4290/17209
If I got nothing else from this Fringe (and I am not sure that I did) then at least I got this nice photo of me looking like a Mafia don (according to my wife). There are some cracking photos in that collection from the amazing Idil Sukan.
I am at least ending the Fringe feeling less knackered and ill than ever before. I haven’t even succumbed to any illness all month, which is quite remarkable. And today I managed what will no doubt be my last trip to the Edinburgh gym in 2014, but it’s very unusual for me to have that kind of energy.
I appeared on Jack Dee’s Help Desk this evening, a neat little format in which a panel of comedians suggests solutions to the audience’s problems. It was a fun, non-competitive and entirely improvised hour which created a lot of laughs. It would obviously make a great TV show. It led to some funny chats about being cabbaged and the danger of putting cat flaps in for your mum (any old lady from the street can make her way into your house to eat an extra dinner).
My final Saturday show went well and there were a couple of hundred in, which any other year would have been disappointing, but this year was one of my biggest crowds. After I was done I had to dash across town to take part on Best of the Fest at the Assembly Rooms on George Street. This is a gig that I have done most years over the last decade, but I have rarely had a good one here. In fact I might only have had bad ones. The most memorably being possibly my worst ever gig when I was drunk and followed Rhys Darby. I ran through the streets to get there and got there in time to have a beer and to listen to Stephen K Amos who was going down brilliantly. After my gig at the Edinburgh Playhouse at the start of the Fringe I felt I should be OK in front of an audience that didn’t know me, as long as they were up for some filth.

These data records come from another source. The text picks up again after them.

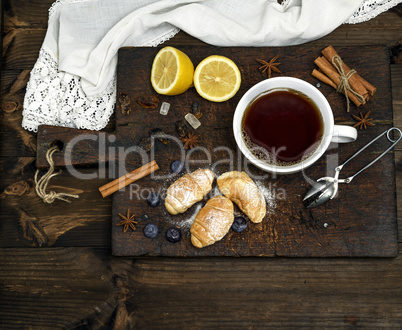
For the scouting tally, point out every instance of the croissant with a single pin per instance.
(213, 222)
(241, 189)
(188, 190)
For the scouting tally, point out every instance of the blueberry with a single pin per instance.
(151, 230)
(154, 199)
(173, 235)
(239, 224)
(145, 217)
(177, 166)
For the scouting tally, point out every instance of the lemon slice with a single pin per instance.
(172, 72)
(217, 78)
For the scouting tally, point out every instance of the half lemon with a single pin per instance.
(172, 72)
(217, 78)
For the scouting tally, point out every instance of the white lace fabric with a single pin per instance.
(61, 98)
(56, 98)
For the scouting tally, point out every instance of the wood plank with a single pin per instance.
(27, 40)
(82, 287)
(27, 221)
(54, 288)
(288, 229)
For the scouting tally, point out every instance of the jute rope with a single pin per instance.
(42, 183)
(344, 86)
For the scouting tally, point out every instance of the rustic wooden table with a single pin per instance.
(57, 270)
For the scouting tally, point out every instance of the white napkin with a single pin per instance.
(73, 82)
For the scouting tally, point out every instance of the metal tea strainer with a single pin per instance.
(326, 188)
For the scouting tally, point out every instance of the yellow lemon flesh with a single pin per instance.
(172, 72)
(217, 78)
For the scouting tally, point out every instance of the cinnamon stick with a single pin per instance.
(355, 81)
(131, 177)
(334, 76)
(323, 78)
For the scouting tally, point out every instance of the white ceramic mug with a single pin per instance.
(332, 133)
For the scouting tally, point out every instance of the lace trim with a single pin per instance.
(58, 3)
(160, 40)
(370, 9)
(56, 98)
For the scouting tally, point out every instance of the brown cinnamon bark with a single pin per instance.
(131, 177)
(334, 76)
(355, 81)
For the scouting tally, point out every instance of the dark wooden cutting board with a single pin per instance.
(361, 221)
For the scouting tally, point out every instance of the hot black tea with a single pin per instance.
(282, 127)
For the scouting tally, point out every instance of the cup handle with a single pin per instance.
(344, 134)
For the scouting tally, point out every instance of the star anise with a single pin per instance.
(363, 121)
(190, 141)
(128, 221)
(269, 66)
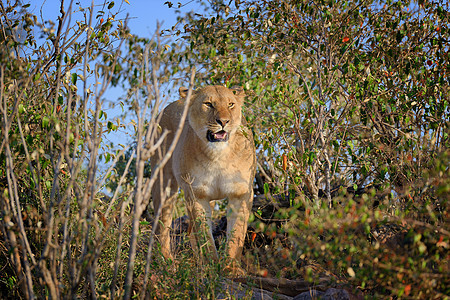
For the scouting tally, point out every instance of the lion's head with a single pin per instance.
(215, 112)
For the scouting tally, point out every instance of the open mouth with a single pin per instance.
(220, 136)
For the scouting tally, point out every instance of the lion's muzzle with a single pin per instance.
(220, 136)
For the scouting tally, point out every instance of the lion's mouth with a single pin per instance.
(220, 136)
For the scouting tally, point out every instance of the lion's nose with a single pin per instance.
(223, 122)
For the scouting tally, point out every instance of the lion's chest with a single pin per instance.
(213, 180)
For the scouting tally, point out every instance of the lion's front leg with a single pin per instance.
(237, 218)
(201, 237)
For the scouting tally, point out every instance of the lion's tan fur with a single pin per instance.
(207, 170)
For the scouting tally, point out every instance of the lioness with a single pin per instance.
(213, 159)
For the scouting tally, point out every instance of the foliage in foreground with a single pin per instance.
(349, 106)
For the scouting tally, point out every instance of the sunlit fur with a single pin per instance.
(208, 170)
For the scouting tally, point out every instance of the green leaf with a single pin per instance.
(45, 121)
(266, 188)
(74, 78)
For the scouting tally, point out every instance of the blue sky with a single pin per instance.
(143, 16)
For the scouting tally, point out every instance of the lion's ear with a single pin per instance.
(183, 92)
(238, 91)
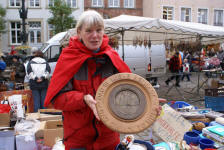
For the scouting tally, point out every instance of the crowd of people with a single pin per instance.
(34, 70)
(181, 63)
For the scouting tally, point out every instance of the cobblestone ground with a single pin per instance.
(191, 92)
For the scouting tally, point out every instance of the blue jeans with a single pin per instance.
(38, 97)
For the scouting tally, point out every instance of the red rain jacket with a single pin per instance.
(81, 129)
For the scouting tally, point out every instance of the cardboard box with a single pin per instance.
(43, 117)
(7, 140)
(40, 132)
(4, 119)
(25, 142)
(52, 131)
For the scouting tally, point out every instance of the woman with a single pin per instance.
(38, 71)
(81, 68)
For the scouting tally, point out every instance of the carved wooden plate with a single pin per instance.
(127, 103)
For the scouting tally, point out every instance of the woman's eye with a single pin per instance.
(99, 30)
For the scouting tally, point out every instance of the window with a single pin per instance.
(35, 32)
(168, 13)
(97, 3)
(15, 30)
(14, 3)
(34, 3)
(50, 2)
(72, 3)
(218, 18)
(186, 14)
(128, 3)
(203, 16)
(114, 3)
(50, 31)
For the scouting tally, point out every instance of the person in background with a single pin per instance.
(186, 70)
(26, 78)
(174, 67)
(38, 71)
(2, 67)
(220, 54)
(188, 56)
(18, 69)
(211, 53)
(81, 68)
(2, 63)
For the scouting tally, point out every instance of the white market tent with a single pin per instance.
(172, 29)
(159, 30)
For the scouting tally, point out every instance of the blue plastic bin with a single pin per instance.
(215, 103)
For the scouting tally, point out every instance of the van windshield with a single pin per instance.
(44, 46)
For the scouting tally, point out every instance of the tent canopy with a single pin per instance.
(160, 29)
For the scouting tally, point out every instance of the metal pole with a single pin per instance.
(23, 15)
(122, 37)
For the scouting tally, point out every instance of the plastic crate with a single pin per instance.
(215, 103)
(214, 92)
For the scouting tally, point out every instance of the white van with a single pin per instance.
(142, 61)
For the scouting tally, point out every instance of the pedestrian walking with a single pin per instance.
(186, 70)
(174, 67)
(38, 71)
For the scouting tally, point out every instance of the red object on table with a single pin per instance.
(26, 94)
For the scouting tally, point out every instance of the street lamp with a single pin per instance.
(23, 15)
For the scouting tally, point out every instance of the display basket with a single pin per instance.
(215, 103)
(214, 92)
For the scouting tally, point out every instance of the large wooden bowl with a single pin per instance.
(127, 103)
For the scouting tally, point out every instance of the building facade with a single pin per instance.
(38, 29)
(113, 8)
(201, 11)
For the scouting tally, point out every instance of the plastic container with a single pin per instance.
(191, 138)
(206, 143)
(215, 103)
(178, 104)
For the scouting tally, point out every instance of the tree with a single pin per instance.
(2, 21)
(61, 19)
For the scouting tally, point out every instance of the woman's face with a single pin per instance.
(91, 36)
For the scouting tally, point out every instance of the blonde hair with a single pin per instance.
(91, 18)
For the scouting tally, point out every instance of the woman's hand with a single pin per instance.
(91, 102)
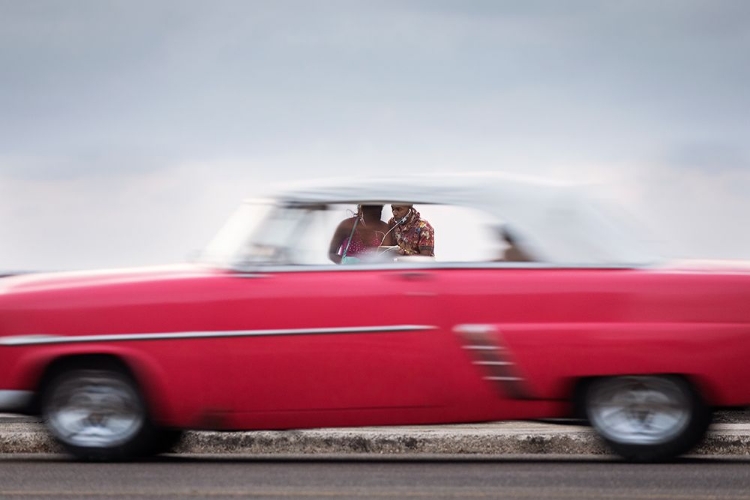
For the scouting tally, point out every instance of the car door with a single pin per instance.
(338, 339)
(318, 337)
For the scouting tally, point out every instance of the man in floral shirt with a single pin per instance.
(412, 234)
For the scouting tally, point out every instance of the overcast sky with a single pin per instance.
(130, 129)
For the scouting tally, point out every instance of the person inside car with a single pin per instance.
(358, 235)
(412, 234)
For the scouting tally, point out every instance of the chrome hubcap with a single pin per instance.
(94, 409)
(639, 410)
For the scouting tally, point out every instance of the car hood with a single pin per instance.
(32, 282)
(709, 266)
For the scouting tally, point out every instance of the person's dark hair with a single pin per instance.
(375, 210)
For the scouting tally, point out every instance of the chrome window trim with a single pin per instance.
(257, 270)
(45, 339)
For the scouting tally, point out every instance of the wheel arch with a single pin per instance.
(144, 373)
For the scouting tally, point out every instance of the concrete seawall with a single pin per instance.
(502, 438)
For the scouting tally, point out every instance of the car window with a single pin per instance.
(461, 235)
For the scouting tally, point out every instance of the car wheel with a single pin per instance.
(647, 418)
(97, 415)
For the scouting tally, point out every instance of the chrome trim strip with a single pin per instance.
(11, 401)
(22, 340)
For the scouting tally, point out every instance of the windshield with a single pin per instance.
(227, 246)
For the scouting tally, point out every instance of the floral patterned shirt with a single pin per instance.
(414, 234)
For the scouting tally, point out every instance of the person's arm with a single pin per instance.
(427, 240)
(339, 236)
(387, 236)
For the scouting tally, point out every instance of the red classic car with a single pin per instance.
(266, 332)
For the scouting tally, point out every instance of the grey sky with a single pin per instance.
(129, 129)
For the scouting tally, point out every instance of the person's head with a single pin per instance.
(401, 210)
(370, 212)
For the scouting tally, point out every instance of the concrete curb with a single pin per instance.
(507, 438)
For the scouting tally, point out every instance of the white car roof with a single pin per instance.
(558, 222)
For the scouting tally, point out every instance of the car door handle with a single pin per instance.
(415, 276)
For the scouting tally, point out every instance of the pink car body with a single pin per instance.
(279, 345)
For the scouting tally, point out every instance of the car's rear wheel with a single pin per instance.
(97, 414)
(647, 418)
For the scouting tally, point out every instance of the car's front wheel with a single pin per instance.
(647, 418)
(97, 414)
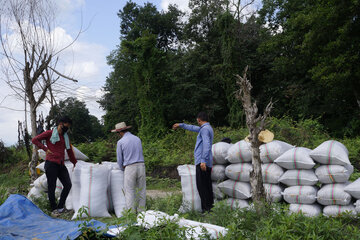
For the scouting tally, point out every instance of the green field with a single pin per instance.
(273, 222)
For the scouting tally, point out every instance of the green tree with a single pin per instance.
(85, 127)
(314, 72)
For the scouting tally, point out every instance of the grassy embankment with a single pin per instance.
(163, 155)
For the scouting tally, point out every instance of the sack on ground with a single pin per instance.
(336, 210)
(357, 206)
(219, 152)
(34, 193)
(94, 182)
(273, 192)
(271, 173)
(296, 158)
(309, 210)
(41, 183)
(218, 173)
(239, 152)
(333, 194)
(191, 197)
(117, 191)
(269, 152)
(239, 171)
(299, 178)
(235, 189)
(334, 173)
(331, 153)
(218, 194)
(353, 189)
(237, 203)
(300, 194)
(41, 166)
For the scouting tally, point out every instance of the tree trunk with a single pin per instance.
(34, 157)
(256, 181)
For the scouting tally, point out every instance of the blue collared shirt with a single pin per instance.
(204, 140)
(129, 150)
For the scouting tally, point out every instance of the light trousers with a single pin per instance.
(135, 186)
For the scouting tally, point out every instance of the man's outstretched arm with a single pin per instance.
(188, 127)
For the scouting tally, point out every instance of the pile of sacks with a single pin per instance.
(311, 181)
(88, 191)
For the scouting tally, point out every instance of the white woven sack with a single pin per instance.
(300, 194)
(111, 165)
(331, 153)
(41, 166)
(334, 173)
(219, 152)
(34, 193)
(117, 191)
(77, 153)
(191, 197)
(354, 189)
(196, 229)
(235, 189)
(271, 173)
(333, 194)
(41, 183)
(273, 192)
(296, 158)
(357, 206)
(239, 171)
(299, 178)
(218, 194)
(336, 210)
(239, 152)
(237, 203)
(309, 210)
(218, 173)
(269, 152)
(94, 182)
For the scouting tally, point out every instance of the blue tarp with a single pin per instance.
(21, 219)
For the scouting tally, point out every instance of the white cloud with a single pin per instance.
(84, 61)
(182, 4)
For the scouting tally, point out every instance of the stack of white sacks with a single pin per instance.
(237, 187)
(88, 191)
(301, 180)
(333, 173)
(316, 181)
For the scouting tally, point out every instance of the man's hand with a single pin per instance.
(48, 152)
(203, 166)
(176, 126)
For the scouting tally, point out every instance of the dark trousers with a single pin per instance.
(204, 186)
(54, 171)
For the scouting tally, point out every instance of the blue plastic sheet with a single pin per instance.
(21, 219)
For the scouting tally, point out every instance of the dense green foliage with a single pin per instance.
(85, 127)
(302, 54)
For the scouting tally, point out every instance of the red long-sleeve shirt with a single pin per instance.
(57, 149)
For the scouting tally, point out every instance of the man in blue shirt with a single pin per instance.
(131, 160)
(203, 158)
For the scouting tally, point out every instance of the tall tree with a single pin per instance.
(85, 127)
(315, 44)
(255, 123)
(31, 57)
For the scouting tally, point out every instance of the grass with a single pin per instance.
(176, 148)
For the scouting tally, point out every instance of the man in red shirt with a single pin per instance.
(57, 141)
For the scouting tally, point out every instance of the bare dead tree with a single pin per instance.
(240, 9)
(31, 52)
(255, 123)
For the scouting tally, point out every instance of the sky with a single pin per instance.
(85, 60)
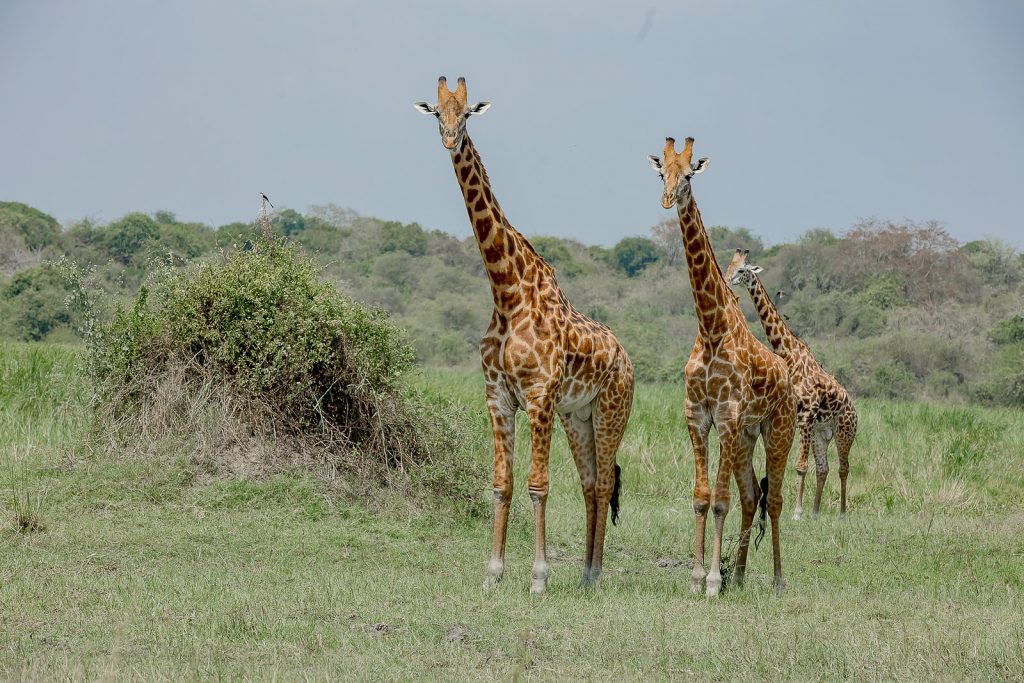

Martin Mor whipped them up further as the compere and then brought me on and I went down about as well as a lingering fart. I am not sure what I did wrong. They didn’t like my enemy’s enemy joke (tellingly not laughing at all at the line about there being no point in having a philosophy if you change it halfway through your life based on some new evidence) and then I perhaps arrogantly told them that I would thus have to do rude stuff (it made no difference how they reacted, I would have done the same material anyway). But they didn’t really go for the rude stuff, and were even a bit shocked by it. It was late at night and near the end of the Fringe and maybe they were tired. Who knows? I love the way the audience can sometimes react like a single organism. They and decided they didn’t really care for me in the first minute and there wasn’t going to be much I could do to turn it around. Dying on stage is quite a rarity for me these days and I actually quite enjoyed being placed in this predicament. I decided to see if I could whip them into reaction by addressing this head on. I told them that I was good and had been doing the job a long time, so they should relax and enjoy my act. It almost worked, but didn’t quite. So I decided to push it further and tell them that this was actually their fault and that the other audiences liked me. It amused me (which is the point, right) and it was perhaps the perfect mediocre almost finale to a weird Fringe. Like the city’s spirit was seeping up from its medieval underground, infecting its present-day citizens so they could tell me that I need to take a break. To be honest, I’d got that message already. I tried to fake a breakdown, pleaded for pity, prompted them to laugh at my final joke. It was a more interesting gig than it would have been if I’d done my set, but I had sucked the atmosphere out of the place. Not the worst gig I’ve done for Best of the Fest. In fact maybe the best. But still pretty awful.